Seeing that many others have undertaken to draw up accounts of the events that have taken place among us, exactly as these were handed down to us by those who from the outset were eyewitnesses and ministers of the word, I in my turn, after carefully going over the whole story from the beginning, have decided to write an ordered account for you, Theophilus, so that your Excellency may learn how well founded the teaching is that you have received.
Jesus, with the power of the Spirit in him, returned to Galilee; and his reputation spread throughout the countryside.
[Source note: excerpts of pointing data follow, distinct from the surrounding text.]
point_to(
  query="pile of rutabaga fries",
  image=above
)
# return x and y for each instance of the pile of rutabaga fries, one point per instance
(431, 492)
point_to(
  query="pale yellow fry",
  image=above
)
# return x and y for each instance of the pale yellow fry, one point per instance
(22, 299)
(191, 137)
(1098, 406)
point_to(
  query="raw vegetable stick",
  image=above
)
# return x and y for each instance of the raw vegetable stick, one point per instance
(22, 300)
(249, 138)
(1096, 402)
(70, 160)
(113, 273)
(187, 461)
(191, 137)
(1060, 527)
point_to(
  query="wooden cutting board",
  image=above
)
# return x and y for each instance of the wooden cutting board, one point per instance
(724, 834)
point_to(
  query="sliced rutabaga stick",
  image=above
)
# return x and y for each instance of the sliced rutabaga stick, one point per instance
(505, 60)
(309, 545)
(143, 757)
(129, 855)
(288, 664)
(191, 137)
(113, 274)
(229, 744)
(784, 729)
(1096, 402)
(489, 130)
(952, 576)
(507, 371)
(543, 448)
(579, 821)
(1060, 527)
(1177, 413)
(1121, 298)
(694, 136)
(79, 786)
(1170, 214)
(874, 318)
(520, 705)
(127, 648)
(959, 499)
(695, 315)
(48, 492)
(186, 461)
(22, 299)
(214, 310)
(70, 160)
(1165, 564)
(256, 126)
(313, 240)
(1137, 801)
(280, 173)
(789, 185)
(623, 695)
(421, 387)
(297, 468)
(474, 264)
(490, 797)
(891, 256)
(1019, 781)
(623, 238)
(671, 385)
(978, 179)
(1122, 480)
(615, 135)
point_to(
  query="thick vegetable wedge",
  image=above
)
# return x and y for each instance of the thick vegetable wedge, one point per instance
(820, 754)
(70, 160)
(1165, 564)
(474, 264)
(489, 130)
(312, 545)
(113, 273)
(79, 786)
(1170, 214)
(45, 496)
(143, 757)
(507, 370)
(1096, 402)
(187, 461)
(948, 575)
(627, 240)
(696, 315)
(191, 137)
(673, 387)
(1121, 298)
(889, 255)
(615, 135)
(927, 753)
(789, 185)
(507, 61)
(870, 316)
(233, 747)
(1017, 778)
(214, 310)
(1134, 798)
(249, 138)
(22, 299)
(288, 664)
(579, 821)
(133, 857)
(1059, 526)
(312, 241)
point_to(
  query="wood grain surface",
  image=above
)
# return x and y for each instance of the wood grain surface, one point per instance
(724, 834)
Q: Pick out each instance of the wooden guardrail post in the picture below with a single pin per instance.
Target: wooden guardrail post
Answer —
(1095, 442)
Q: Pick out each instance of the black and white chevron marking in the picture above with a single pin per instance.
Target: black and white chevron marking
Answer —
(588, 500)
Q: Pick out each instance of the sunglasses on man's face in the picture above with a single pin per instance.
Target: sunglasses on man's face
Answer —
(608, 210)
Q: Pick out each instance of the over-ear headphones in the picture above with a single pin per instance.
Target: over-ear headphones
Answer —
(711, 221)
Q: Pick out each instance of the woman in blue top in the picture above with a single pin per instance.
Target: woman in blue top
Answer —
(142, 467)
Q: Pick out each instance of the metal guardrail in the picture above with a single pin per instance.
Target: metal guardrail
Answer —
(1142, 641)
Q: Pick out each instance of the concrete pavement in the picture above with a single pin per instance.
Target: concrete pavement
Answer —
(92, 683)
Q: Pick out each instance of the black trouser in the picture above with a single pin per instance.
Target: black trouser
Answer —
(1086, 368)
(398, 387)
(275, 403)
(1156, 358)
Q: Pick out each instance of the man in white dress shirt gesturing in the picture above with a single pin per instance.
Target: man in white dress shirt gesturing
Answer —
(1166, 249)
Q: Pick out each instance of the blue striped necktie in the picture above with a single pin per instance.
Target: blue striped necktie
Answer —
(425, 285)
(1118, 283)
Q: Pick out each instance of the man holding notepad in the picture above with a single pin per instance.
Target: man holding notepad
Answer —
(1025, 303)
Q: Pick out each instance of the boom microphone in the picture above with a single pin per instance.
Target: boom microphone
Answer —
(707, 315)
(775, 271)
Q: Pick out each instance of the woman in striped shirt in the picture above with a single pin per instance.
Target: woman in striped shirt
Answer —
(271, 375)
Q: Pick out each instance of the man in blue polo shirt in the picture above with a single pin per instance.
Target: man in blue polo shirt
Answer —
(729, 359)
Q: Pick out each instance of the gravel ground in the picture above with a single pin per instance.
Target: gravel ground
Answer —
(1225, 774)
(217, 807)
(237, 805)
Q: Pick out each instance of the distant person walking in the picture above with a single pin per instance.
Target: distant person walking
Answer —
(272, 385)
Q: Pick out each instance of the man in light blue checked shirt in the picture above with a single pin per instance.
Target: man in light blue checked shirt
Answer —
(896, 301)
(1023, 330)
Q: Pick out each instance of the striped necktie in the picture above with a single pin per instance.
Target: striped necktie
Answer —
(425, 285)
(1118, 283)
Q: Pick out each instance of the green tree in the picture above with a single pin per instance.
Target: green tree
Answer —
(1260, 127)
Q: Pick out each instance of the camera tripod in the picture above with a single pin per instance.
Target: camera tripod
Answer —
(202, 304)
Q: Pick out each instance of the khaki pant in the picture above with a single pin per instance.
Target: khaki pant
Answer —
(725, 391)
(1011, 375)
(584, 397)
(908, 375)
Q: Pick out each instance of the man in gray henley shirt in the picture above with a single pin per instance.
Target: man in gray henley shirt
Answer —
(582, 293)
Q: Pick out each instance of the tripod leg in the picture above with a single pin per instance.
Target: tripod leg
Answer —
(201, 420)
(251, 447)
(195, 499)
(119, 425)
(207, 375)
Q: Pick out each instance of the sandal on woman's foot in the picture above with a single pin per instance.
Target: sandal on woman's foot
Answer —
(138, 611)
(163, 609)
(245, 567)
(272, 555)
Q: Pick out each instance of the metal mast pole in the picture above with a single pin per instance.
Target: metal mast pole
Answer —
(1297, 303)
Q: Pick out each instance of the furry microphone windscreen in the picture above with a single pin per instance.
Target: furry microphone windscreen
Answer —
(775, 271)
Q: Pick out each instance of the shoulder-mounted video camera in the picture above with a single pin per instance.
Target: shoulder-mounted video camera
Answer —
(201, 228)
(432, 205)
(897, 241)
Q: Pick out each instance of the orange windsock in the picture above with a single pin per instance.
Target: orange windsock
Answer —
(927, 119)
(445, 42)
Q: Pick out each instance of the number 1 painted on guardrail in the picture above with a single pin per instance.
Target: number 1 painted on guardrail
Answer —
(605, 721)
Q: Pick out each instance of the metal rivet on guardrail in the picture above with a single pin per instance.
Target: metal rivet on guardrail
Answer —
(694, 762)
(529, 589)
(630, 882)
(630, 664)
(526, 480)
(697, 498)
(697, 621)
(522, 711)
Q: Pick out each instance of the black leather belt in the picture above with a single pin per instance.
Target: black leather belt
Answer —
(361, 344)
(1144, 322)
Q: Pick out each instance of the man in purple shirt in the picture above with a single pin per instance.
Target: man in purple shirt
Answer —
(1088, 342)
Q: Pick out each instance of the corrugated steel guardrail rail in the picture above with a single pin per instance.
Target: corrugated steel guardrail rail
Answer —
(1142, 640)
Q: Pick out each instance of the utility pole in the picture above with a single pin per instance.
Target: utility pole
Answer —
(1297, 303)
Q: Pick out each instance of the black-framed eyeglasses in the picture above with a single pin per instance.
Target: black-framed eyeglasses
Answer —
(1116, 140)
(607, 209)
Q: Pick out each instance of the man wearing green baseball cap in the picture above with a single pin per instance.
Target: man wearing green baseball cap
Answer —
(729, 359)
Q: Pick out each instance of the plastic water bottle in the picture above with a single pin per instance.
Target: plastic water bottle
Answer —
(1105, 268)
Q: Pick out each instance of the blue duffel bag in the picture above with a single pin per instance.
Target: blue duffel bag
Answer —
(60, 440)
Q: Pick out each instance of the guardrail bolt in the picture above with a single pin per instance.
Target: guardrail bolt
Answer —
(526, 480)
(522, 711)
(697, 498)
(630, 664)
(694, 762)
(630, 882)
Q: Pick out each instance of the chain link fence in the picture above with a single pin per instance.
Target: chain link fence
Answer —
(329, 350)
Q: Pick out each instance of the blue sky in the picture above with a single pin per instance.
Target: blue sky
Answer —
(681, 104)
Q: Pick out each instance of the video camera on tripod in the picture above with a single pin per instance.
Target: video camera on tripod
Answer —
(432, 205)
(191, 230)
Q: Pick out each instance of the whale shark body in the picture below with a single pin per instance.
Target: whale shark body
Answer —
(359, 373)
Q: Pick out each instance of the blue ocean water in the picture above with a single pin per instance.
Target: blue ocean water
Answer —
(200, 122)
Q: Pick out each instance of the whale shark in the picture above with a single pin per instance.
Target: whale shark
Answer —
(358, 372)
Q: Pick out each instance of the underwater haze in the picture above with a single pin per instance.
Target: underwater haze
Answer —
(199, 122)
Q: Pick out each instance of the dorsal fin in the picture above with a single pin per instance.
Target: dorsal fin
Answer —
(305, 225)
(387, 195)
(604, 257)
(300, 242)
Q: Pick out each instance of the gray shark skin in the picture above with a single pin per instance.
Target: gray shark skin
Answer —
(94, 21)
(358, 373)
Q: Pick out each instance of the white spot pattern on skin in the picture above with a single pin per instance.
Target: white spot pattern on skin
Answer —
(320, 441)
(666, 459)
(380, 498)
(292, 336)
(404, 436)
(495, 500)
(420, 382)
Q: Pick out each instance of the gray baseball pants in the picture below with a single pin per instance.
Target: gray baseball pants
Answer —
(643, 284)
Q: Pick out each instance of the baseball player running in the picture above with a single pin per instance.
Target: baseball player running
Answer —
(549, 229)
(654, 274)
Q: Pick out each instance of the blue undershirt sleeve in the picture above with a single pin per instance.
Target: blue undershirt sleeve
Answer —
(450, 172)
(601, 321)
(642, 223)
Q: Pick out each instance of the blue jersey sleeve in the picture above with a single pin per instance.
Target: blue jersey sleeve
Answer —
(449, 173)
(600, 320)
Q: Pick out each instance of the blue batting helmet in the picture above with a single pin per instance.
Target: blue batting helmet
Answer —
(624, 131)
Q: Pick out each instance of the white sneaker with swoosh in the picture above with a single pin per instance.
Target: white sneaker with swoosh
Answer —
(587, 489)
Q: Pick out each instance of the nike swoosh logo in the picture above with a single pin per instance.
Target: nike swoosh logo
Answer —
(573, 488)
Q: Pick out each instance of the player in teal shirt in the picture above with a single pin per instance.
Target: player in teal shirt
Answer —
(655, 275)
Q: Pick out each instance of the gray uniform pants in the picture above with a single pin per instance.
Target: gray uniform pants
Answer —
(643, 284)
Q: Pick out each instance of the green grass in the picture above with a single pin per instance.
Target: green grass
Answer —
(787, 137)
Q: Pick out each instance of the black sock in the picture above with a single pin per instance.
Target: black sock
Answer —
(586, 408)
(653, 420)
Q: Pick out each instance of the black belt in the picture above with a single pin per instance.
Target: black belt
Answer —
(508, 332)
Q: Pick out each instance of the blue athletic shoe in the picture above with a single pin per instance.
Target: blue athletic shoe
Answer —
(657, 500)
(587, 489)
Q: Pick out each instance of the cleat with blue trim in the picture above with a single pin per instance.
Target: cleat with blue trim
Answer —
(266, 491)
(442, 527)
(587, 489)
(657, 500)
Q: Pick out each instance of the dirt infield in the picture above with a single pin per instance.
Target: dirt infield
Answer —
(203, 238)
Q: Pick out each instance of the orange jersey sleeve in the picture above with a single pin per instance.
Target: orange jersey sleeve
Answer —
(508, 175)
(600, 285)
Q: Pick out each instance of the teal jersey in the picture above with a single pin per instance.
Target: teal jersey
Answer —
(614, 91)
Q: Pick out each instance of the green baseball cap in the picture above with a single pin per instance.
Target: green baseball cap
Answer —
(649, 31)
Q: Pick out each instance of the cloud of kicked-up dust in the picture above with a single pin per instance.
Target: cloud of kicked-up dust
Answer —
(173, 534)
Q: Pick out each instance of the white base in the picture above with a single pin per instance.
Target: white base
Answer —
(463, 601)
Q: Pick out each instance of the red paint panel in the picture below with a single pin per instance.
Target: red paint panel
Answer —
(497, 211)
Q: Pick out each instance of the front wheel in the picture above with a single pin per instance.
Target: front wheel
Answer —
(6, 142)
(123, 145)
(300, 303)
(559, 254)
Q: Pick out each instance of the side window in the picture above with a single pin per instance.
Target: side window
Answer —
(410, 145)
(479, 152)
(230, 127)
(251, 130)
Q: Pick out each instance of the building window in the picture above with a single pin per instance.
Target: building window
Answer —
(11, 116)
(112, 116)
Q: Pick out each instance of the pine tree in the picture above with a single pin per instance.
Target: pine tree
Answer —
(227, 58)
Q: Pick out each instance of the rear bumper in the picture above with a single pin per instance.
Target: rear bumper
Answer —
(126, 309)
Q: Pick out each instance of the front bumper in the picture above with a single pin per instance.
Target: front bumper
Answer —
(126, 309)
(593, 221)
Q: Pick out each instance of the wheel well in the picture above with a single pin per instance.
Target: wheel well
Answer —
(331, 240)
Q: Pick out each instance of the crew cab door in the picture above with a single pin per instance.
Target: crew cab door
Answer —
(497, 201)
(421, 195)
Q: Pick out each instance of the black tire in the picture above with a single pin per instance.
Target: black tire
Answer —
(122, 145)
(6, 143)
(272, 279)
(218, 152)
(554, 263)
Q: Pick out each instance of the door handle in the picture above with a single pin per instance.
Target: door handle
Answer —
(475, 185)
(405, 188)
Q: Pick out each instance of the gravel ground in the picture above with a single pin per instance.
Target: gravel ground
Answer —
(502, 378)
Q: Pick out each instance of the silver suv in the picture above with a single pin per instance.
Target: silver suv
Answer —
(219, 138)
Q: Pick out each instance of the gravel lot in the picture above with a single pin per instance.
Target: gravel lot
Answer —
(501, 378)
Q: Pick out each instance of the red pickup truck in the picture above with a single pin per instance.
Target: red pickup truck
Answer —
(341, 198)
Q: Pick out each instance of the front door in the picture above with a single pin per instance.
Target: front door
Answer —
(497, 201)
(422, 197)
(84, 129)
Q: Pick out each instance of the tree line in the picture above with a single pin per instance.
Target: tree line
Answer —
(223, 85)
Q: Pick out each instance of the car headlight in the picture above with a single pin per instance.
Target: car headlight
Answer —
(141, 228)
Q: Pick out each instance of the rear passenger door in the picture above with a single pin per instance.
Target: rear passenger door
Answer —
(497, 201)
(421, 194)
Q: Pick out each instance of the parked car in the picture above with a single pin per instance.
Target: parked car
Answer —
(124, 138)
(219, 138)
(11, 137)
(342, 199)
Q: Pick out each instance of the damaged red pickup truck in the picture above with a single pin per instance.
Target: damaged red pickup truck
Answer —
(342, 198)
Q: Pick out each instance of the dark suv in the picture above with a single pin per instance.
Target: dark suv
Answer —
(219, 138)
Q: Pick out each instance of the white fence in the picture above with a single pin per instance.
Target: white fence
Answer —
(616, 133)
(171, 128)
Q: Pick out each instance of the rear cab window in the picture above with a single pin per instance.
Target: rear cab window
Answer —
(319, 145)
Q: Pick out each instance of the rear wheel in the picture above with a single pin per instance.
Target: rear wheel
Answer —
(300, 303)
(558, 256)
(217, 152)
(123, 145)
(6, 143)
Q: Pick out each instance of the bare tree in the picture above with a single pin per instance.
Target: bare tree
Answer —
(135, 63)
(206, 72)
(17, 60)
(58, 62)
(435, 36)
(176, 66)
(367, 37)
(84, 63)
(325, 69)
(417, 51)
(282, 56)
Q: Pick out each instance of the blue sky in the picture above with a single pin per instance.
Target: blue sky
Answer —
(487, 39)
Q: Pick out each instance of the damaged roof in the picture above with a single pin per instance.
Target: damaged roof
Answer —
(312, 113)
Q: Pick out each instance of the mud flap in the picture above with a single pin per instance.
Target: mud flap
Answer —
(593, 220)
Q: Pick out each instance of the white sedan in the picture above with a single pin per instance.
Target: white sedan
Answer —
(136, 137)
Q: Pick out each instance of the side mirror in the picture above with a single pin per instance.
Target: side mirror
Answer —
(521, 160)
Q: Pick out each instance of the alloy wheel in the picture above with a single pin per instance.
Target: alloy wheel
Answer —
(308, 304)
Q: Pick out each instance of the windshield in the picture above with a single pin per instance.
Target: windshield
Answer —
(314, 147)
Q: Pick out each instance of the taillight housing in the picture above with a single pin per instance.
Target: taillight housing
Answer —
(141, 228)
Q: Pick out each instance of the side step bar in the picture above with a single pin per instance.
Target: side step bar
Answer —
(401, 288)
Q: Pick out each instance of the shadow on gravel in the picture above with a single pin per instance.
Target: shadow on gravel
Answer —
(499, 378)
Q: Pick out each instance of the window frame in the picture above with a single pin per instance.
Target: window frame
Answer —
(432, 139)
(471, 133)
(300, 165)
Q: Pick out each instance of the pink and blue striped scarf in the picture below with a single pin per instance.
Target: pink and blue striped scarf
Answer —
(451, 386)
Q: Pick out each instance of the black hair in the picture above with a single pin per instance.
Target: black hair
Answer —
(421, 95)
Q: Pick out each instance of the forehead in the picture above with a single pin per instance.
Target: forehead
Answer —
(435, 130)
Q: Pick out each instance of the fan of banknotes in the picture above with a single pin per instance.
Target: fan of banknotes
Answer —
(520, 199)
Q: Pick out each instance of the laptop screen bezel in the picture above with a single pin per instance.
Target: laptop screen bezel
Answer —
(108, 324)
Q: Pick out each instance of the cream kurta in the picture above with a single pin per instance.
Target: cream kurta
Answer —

He taught in their synagogues and everyone praised him.
He came to Nazara, where he had been brought up, and went into the synagogue on the sabbath day as he usually did. He stood up to read and they handed him the scroll of the prophet Isaiah. Unrolling the scroll he found the place where it is written:
The spirit of the Lord has been given to me,
for he has anointed me.
He has sent me to bring the good news to the poor,
to proclaim liberty to captives
and to the blind new sight,
to set the downtrodden free,
to proclaim the Lord’s year of favour.
He then rolled up the scroll, gave it back to the assistant and sat down. And all eyes in the synagogue were fixed on him. Then he began to speak to them, ‘This text is being fulfilled today even as you listen.’
Gospel for 3rd Sunday in Ordinary Time
Luke undertakes to give an ordered, a reasonable and understandable account of Jesus and his work.
And – after his account of the conception and birth, and setting them in contex, and after the account of the Baptism and the immediate consequence of that – Luke continues with a rather strange and startling account of what happened in Nazara.
The Lectionary text is somewhat odd, I think – but it is more or less forced on us because the editors want to to give as much of Luke as they can and because they do not want to repeat on a Sunday texts that find a more fitting place on other Sundays or seasons. So we leap in today’s reading from the introduction to the start of the Nazara episode (which concludes in next week’s reading).
Jesus sets out for Nazara his self-understanding, and reminds of what God longs for. It is a vocation for all who seek covenant with the one true God.
The message is set before the world by Isaiah; fulfilled in his person by Jesus. It continues to represent a challenge to Jews and Christians who wish to live in covenant with God. A challenge, and an opportunity to live lovingly.